Saskatchewan Hot Wheels Basketball Club – Saskatoon, Sask.
Le club de basket-ball en fauteuil roulant « Saskatchewan Hot Wheels Basketball Club » a été formé il y a deux ans lorsqu’une athlète ayant un handicap déterminée en a eu assez de jouer au basket-ball en fauteuil roulant dans des équipes masculines. Elle a entrepris la fastidieuse tâche de recruter des femmes afin de former son propre club, qui compte aujourd’hui un noyau de 10 à 12 membres qui continue de s’accroître. Ce groupe de femmes âgées entre 14 et 30 ans est basé à Saskatoon. La majorité de ses membres sont des femmes ayant un handicap (traumatisme médullaire causé par un accident de voiture, spina bifida, paralysie cérébrale, blessure au genou, etc.). Elles aiment le fait que le basket-ball en fauteuil roulant permet l’intégration de toutes. N’importe quelle personne, handicapée ou non, peut y jouer; ces femmes peuvent ainsi pratiquer ce sport aux côtés d’amies et d’amis physiquement aptes. Durant ses deux premières années d’existence, soit 2003 et 20004, le club a participé au Championnat canadien de basket-ball en fauteuil roulant. Cette compétition a permis au club de renforcir son équipe et de développer le potentiel de ses joueuses. Pour bon nombre d’athlètes, le fait de faire partie de l’équipe leur procure un sentiment d’appartenance. Nombreuses sont celles qui ont eu à surmonter un obstacle, incluant souvent une réhabilitation et un entraînement rigoureux, simplement pour pouvoir pousser leur fauteuil roulant. Bien qu’elles aient comme objectif de remporter l’or un jour au Championnat canadien de basket-ball en fauteuil roulant féminin, elles visent d’abord et avant tout de surmonter les défis de la vie et de faire de leur mieux.

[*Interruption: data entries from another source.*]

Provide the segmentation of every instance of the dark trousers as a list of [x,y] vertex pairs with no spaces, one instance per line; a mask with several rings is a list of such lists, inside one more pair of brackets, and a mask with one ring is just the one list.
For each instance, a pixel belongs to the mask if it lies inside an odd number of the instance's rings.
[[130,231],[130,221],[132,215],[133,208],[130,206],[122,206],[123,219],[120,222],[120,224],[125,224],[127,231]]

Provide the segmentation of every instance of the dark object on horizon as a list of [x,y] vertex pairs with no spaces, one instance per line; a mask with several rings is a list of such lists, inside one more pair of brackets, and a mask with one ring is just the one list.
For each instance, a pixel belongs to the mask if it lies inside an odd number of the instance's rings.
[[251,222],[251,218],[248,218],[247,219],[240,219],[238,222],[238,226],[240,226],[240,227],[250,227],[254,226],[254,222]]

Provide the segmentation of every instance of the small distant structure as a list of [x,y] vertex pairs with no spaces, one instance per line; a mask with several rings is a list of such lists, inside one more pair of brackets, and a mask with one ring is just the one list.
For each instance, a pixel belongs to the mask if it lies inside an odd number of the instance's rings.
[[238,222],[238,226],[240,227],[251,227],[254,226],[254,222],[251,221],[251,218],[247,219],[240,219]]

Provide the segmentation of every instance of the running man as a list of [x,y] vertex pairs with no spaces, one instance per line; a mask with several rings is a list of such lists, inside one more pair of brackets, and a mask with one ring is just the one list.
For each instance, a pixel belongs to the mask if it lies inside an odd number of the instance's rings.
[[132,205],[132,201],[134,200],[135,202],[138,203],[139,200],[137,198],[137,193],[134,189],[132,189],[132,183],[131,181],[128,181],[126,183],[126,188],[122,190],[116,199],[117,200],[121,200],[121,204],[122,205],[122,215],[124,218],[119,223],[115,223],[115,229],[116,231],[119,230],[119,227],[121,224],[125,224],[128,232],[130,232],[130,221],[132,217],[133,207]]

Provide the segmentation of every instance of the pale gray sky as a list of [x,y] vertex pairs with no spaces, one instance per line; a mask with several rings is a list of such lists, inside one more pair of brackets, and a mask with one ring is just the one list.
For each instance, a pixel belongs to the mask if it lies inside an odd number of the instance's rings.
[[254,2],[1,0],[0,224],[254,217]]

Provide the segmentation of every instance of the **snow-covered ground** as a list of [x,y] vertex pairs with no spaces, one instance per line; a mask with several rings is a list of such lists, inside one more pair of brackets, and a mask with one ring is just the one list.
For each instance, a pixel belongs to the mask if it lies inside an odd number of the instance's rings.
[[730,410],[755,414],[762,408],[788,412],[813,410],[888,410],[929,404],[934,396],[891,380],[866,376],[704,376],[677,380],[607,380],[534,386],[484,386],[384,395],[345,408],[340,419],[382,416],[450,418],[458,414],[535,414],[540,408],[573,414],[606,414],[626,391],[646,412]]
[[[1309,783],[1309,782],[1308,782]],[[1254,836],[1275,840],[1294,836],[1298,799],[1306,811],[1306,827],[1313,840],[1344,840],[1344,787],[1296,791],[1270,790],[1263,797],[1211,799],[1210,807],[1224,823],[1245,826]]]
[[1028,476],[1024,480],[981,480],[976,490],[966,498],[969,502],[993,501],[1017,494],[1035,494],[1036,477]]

L’ACAFS souhaite voir un plus grand nombre de filles et de femmes jouer un rôle de participante et de dirigeante dans les domaines du sport et de l’activité physique. Organisme sans but lucratif, l’ACAFS offre de nombreux services, programmes et ressources à une multitude de clientes et clients, notamment des organismes de sport et d’activité physique, des enseignantes et enseignants, des entraîneures et entraîneurs, des professionnelles et professionnels de la santé et des chefs de file du domaine des loisirs. L’ACAFS travaille en étroite collaboration avec des organismes gouvernementaux et non gouvernementaux à des activités et des initiatives qui favorisent un changement positif et l’équité des sexes pour les jeunes filles et les femmes au sein des communautés du sport et de l’activité physique.